Non, ceci n’est pas une chanson d’amour mais ça y ressemble fort, une ode de l’auteur à sa ville et la plupart de ses habitants, malgré tous ses défauts, malgré ses tares, parce que « l’amour fait faire de ces choses... » comme le dit la présentatrice de Crazy Love...
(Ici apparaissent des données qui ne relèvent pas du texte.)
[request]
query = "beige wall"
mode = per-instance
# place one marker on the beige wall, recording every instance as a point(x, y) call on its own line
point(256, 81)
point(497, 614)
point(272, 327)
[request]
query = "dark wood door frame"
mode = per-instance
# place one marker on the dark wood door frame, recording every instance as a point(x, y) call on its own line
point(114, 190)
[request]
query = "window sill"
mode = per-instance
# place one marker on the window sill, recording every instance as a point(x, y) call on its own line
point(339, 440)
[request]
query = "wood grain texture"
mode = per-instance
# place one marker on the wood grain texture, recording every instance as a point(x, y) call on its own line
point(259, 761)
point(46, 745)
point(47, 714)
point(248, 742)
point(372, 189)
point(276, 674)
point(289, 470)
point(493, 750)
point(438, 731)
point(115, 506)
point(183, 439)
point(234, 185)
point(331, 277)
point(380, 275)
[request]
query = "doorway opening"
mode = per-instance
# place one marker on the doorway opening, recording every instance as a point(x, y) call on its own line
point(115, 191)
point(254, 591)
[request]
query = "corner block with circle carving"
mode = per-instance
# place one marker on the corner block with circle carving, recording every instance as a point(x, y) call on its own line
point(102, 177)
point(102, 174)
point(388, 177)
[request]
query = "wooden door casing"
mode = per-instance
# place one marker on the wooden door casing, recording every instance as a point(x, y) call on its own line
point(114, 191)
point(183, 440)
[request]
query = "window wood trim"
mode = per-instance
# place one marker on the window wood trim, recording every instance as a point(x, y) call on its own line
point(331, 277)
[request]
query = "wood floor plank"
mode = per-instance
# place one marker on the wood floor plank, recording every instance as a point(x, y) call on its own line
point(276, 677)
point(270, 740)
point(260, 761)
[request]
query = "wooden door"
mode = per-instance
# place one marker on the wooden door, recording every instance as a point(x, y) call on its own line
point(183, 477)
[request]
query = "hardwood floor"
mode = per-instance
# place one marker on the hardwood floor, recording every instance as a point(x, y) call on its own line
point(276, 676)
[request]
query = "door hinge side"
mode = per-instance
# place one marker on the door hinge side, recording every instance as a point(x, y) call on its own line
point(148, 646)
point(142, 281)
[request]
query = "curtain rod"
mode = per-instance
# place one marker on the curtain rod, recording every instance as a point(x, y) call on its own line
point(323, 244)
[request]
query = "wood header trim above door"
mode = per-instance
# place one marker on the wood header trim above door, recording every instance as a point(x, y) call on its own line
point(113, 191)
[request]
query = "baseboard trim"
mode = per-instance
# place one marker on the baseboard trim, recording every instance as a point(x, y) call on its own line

Un formidable polar, drôle, cruel, féroce sur les mœurs des médias et des rapaces urbains, d’excellents personnages dans une intrigue menée à fond de train dans les rues de Milan.


Notice bio

Allessandro Robecchi a été éditorialiste pour le quotidien Il Manifesto et l’une des plumes de Cuore, l’un des plus importants hebdomadaires satiriques italiens. Il est l’auteur d’une série de romans policiers publiés chez Sellerio, l’éditeur d’Andrea Camilleri.


La musique du livre

Outre la sélection ci-dessous, sont évoqués : Bob Dylan - I Ain’t Gonna Go To Hell For Anybody - Is Your Love In Vain - Knockin’ On Heaven Door - Neighborhood Bully - Positively 4th Street - Girls From The North Country - Highway 51 Blues - Desolation Row - Black Crow Blues - Under The Red Sky

Franco Califano - Me n'Amoro de Te

Les Rockets - Future Woman

Bob Dylan - Tight Connection To My Heart

Adele - Skyfall

Eros Ramazzotti - Se bastasse una canzone

Vasco Rossi - Vivere


CECI N’EST PAS UNE CHANSON D’AMOUR - Alessandro Robecchi - Éditions de l’aube - collection l’aube Noire - 416 p. août 2020
Traduit de l’italien par Paolo Bellomo avec le concours d’Agathe Lauriot dit Prévost.